Just a doubt, (it might seem trivial, but still), why process in decreasing order?

When you process an edge, you want to know which pairs' cut() operations use that edge. In order for that to happen, cutting that edge and all smaller edges must disconnect that pair. That means that the subgraph consisting of all edges with larger weights must have that pair disconnected. Processing edges in decreasing weight order means that when you start to look at an edge e, your disjoint set will reflect the connectivity of the subgraph consisting of edges with weights larger than that of e.

You can try to submit code for this here.

In my opinion, it is a bit hard for an interview. You can look at the contest dashboard and see how many people were able to solve it in a 24+ hour contest.

Yeah it was really hard and I indeed messed up in the interview. logic_max, thanks a lot for the actual problem link.

Two other problems based on similar concept :- http://codeforces.com/problemset/problem/437/D http://www.spoj.com/problems/KOICOST/

_mkirsche can you please help with the implementation of this idea.. i was trying this problem http://www.spoj.com/problems/KOICOST/ and i understood what you said but for each edge how i have to calculate the total number of pairs while maintaining a disjoint set structure?? and also for this test case: 6 7 1 2 10 2 3 2 4 3 5 6 3 15 3 5 4 4 5 3 2 6 6 output: 256 first (3,6) is in a set and we add 15*1 to answer. then we process (1,2) now for this connected pairs is only 1 but this value 10 will also be added for vertices pair (3,6) so that means we have to add 2*10 to answer.. so if we calculate the previous total connected pairs again then wont it exceed time limit? please help me with the implemenation someone..

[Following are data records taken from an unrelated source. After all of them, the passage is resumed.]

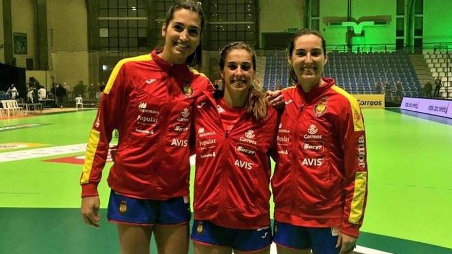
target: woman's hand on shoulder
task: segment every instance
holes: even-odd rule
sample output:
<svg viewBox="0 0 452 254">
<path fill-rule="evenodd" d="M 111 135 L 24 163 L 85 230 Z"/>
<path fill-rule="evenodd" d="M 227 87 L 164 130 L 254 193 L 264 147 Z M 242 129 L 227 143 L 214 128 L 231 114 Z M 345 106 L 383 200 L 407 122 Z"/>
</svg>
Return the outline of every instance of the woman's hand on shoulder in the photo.
<svg viewBox="0 0 452 254">
<path fill-rule="evenodd" d="M 268 90 L 266 92 L 267 99 L 272 106 L 276 109 L 281 109 L 284 107 L 284 97 L 280 90 L 275 91 Z"/>
</svg>

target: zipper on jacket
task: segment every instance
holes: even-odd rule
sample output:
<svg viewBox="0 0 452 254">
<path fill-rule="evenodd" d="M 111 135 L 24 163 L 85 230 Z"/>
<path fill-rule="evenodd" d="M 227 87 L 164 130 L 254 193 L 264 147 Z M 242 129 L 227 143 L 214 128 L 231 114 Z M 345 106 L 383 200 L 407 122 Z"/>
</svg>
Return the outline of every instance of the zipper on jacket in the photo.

edit: i implemented it after a few hours of paperwork.. and got AC! the thing is that we can take a temporary variable t to store the size of components greater having edge weight greater than current edge.. my solution := http://ideone.com/OQtINb

edit:This is the same approach as the first comment. I read it after writing this comment.This is my idea. Please tell me if its right or wrong. I use divide and conquer with dsu. Sort edges in descending order. Pick the next edge in this order. Find the current set of the vertices connected by this edge. If they are same, then this edge won't disconnect the graph when we are finding cut(u,v). Thus, this edge is not the cut(u,v) for any pair of vertices. Else, answer+=|edge(u,v)|*dsu(u).size * dsu(v).size. Now add the edge in out dsu by merging sets, and adding the sizes of the sets. I think it can be correct because we have to go trough the same order of deletion for any pair cut(u,v), and any edge that is not in the component anymore can't be the cut(u,v) for any pair(u,v). Hence, it divides and conquers.

Please tell me if its right or wrong.